INTERESSI ECONOMICI – Non è certo la prima volta che l’autodromo di Monza rischia di perdere la possibilità di ospitare il suo Gran Premio e, come spesso accade, alla base ci sono motivi economici e gestionali, nonostante il contratto che lega la Formula Uno al circuito brianzolo scada nel 2016. Già negli scorsi anni si era parlato di spostare l’appuntamento italiano in un circuito cittadino a Roma, ipotesi poi sfumata ma chiaro sintomo di come Ecclestone e il management monzese non siano in grandi rapporti: non è un mistero che le strutture e l’organizzazione del Gran Premio d’Italia non siano rimaste al passo coi tempi e, per un paladino dello sviluppo e della comunicazione globale come il boss della F1, è un fattore che non può essere trascurato in sede di scelta e composizione del calendario.

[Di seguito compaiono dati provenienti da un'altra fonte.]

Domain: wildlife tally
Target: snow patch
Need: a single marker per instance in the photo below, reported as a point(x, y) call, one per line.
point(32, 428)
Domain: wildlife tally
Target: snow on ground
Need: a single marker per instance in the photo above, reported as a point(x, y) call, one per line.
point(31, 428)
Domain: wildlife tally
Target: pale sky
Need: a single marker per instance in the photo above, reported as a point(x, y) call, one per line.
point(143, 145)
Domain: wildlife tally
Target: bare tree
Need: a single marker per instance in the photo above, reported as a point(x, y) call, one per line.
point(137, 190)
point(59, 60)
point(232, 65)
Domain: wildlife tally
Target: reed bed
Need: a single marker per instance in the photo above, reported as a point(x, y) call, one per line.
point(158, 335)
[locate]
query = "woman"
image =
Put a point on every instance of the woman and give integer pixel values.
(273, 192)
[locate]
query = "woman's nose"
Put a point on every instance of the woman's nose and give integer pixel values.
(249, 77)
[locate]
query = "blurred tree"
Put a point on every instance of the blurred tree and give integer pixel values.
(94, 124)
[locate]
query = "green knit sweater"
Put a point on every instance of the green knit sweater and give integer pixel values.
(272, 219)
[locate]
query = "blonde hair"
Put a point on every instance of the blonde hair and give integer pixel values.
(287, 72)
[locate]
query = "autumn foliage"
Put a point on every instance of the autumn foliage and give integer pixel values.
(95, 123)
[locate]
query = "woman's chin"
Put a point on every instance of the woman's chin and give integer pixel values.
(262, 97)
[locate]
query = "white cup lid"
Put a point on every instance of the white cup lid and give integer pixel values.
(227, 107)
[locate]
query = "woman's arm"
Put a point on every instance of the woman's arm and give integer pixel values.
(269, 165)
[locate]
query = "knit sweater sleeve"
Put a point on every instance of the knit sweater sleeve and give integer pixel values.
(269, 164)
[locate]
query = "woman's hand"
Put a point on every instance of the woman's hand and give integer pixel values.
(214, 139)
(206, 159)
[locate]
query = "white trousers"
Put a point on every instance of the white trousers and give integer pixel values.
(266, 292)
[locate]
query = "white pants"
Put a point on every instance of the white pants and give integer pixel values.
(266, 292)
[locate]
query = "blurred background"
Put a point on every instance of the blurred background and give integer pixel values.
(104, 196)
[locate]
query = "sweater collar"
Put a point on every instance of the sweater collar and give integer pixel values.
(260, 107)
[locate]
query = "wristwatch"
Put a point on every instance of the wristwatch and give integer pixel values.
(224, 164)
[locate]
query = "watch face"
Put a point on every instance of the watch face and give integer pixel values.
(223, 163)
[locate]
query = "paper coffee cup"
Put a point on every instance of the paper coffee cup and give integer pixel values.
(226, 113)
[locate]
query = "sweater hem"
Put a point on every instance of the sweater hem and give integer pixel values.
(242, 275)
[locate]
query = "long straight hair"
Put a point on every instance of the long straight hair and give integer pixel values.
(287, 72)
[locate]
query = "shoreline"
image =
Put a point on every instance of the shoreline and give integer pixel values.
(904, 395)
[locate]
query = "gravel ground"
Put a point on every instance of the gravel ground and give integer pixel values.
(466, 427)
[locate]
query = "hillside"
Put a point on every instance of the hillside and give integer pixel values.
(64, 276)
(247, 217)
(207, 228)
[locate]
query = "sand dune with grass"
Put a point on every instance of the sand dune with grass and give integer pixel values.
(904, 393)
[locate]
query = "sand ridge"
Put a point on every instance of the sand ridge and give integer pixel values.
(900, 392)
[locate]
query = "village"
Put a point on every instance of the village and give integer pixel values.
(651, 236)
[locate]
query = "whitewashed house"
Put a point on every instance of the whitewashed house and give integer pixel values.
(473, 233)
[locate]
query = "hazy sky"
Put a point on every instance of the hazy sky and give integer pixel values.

NUOVE FRONTIERE – Certo rimane il dubbio sulle vere strategie di Ecclestone anche guardando alle sue mosse mediatiche che stanno portando il mondo F1 in lidi sempre più esotici. La continua ricerca di nuovi mercati e le nuove potenze economiche asiatiche che ambiscono ad ospitare futuri GP sui loro scintillanti circuiti, sono indizi ben chiari su come il movimento automobilistico più famoso del mondo si stia spingendo verso nuove frontiere, mettendo a rischio gare storiche ma sicuramente con meno appeal dal punto di visto economico. Così, dopo aver perso per gli stessi motivi negli anni gare su circuiti storici come Magny-Cours (FRA), Zeltweg (AUS) e il Nurburgring (GER), rischiamo ora di doverci dimenticare di un’altra pietra miliare della storia dell’automobilismo italiano ed internazionale, palcoscenico di epiche sfide e campioni indimenticati. Seguiremo con attenzione e speranza l’evolversi della vicenda nelle prossime settimane, con la convinzione che per Bernie Ecclestone tenga in considerazione sia gli aspetti economici ma anche quelli “sentimentali”, base fondante dello sport e dei suoi tifosi.